Toutefois, on évoque aussi "la solitude" que cet état provoque. Tout se passe dans notre corps, de plus, au stade où on en est, ce n'est pas forcément très visible. Moi, je sens ma "crevette" qui s'agite très régulièrement mais ma famille pas encore ; elle, n'a pas encore clairement cette sensation, mais elle "déplore" que son mari (qui veut tant être père) ne lui pose pas plus de question sur ses ressentis, n'est pas un peu plus curieux et impliqué. Comment la rassurer ?

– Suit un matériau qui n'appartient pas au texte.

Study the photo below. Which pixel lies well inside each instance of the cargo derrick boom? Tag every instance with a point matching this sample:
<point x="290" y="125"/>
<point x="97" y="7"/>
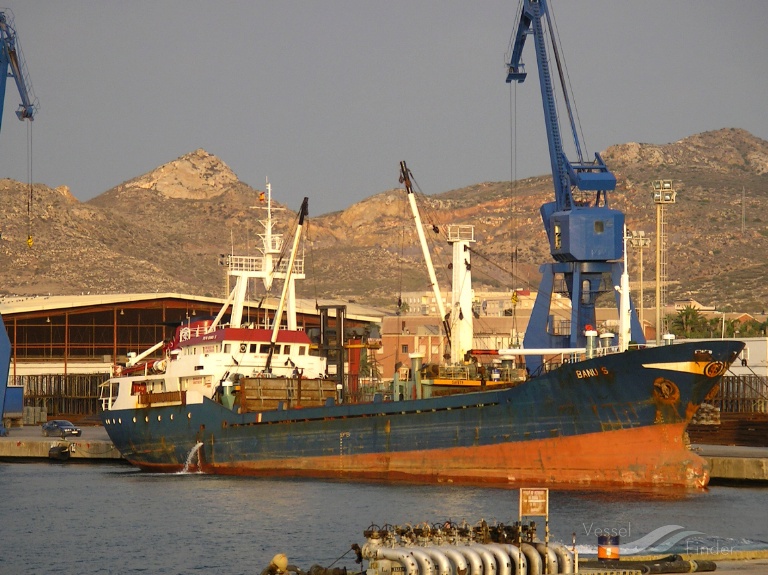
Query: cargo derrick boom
<point x="585" y="235"/>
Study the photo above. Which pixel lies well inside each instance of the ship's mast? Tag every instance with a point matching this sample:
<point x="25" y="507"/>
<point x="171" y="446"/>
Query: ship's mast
<point x="267" y="266"/>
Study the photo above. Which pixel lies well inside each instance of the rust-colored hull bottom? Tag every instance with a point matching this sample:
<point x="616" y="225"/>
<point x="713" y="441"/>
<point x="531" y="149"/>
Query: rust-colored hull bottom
<point x="653" y="455"/>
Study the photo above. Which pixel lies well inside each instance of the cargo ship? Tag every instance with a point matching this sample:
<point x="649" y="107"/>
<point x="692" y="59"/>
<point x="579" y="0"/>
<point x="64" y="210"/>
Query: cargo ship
<point x="227" y="397"/>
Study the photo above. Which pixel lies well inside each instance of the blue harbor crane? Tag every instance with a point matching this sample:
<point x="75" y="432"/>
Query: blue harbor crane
<point x="586" y="237"/>
<point x="12" y="65"/>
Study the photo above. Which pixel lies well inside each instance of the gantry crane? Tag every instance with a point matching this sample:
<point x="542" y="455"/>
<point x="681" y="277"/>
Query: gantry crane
<point x="586" y="237"/>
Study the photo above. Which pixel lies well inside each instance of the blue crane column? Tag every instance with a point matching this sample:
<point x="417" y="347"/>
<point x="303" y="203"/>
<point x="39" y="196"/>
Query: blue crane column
<point x="11" y="65"/>
<point x="585" y="235"/>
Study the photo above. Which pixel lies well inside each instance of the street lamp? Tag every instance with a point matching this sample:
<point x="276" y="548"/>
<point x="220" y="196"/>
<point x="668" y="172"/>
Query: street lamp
<point x="663" y="194"/>
<point x="639" y="241"/>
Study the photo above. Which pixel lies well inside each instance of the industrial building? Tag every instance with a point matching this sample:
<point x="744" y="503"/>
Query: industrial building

J'essaye de lui dire que pour un homme (bien que je n'en sois pas un), la grossesse est très abstraite. Comment pourrait-il se mettre à notre place ? La nature a voulu que rien de comparable ne leur arrive, alors... Quand les bébés bougeront bien, qu'il pourra les sentir à travers l'épiderme, il sera peut-être plus "motivé". Pour l'instant, il est certainement heureux, soulagé aussi car la phase où les tentatives échouaient l'ont profondément affecté, mais pas plus expressif que cela.

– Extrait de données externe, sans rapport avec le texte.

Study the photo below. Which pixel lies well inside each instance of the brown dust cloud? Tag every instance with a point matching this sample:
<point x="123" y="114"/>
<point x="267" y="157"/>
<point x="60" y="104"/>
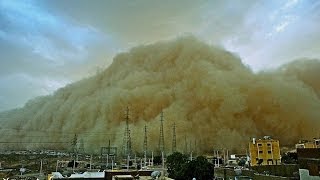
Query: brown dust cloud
<point x="212" y="97"/>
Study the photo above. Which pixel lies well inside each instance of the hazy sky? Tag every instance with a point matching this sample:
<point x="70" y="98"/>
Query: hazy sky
<point x="45" y="45"/>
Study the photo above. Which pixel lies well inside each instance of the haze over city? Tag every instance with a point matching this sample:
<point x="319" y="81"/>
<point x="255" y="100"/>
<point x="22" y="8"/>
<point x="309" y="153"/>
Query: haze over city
<point x="46" y="45"/>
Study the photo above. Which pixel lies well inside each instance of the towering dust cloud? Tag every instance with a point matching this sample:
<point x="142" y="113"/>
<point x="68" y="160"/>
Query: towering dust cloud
<point x="212" y="97"/>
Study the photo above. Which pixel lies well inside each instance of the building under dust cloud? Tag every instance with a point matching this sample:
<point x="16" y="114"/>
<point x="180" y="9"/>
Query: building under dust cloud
<point x="213" y="98"/>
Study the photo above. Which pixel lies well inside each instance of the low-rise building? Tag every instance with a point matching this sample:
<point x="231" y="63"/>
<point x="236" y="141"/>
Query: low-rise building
<point x="315" y="143"/>
<point x="265" y="151"/>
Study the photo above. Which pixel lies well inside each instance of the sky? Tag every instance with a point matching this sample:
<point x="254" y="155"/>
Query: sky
<point x="47" y="44"/>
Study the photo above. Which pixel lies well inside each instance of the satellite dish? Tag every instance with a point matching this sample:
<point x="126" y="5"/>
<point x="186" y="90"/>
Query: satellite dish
<point x="22" y="170"/>
<point x="155" y="174"/>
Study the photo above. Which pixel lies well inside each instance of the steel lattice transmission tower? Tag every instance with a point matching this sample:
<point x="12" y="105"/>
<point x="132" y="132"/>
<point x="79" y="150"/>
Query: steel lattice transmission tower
<point x="145" y="141"/>
<point x="161" y="140"/>
<point x="174" y="140"/>
<point x="127" y="137"/>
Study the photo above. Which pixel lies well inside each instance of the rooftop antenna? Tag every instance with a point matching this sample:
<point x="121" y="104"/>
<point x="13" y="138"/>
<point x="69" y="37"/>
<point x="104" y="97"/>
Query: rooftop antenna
<point x="161" y="140"/>
<point x="174" y="140"/>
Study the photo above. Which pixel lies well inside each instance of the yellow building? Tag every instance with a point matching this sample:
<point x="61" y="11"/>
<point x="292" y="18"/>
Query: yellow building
<point x="264" y="151"/>
<point x="308" y="144"/>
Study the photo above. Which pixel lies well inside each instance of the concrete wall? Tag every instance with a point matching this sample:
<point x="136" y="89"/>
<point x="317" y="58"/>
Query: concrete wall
<point x="278" y="170"/>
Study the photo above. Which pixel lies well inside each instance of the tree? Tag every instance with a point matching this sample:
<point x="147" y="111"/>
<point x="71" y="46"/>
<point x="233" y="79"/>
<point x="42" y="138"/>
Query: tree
<point x="157" y="160"/>
<point x="199" y="168"/>
<point x="175" y="163"/>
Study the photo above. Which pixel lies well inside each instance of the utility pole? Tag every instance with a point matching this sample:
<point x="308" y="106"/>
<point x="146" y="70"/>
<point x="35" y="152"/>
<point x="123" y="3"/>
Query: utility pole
<point x="127" y="137"/>
<point x="145" y="144"/>
<point x="161" y="140"/>
<point x="74" y="146"/>
<point x="145" y="141"/>
<point x="81" y="146"/>
<point x="174" y="140"/>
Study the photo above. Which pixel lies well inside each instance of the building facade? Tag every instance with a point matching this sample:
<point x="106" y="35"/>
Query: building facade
<point x="308" y="144"/>
<point x="264" y="151"/>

Je lui dis qu'avec Doudou, quand on attendait Chouchou, on communiquait pas mal, je ne me rappelle pas m'être sentie "seule" plus que cela mais Doudou m'a très vite dit aussi que pour lui, la grossesse n'était pas "concrète" il n'est que spectateur là où nous, nous sommes actrices et comme la pièce qui est jouée est très longue (9 mois), il y a des moments d'inattention, d'absence, d'oubli, ce qui ne nous est pas permis à nous qui sommes constamment sur scène...
Je dis à Sister de coeur qu'il existe des hommes très impliqués, c'est vrai, voire même un peu trop parfois, mais ils sont minoritaires et que la grossesse, l'accouchement, les suites, tout ceci, c'est une histoire de femmes. Ce n'est pas un rejet ou du féminisme aigu, c'est tout simplement la réalité. Voilà pourquoi, pour moi, lorsque l'enfant est là, bien né et concret, que le papa peut le toucher, communiquer avec lui, il est très important qu'il n'y ait pas une exclusivité mère-enfant qui s'installe (allaitement), la période de gestation est bien suffisante à vivre seule...
Sister de coeur ne sait pas trop encore quoi penser de l'allaitement, mais avec deux, évidemment, les "excuses" pour ne pas le faire sont plus compréhensibles...
Nous ne réagissons pas pareil, elle et moi, quand j'angoisse, je cherche des réponses et envisage un éventail d'hypothèse à faire pâlir une geisha. Elle n'angoisse pas particulièrement mais n'est pas plus curieuse que cela non plus. Il faut dire que pour moi, c'est une expérience qui se renouvelle, alors que pour elle c'est une expérience nouvelle...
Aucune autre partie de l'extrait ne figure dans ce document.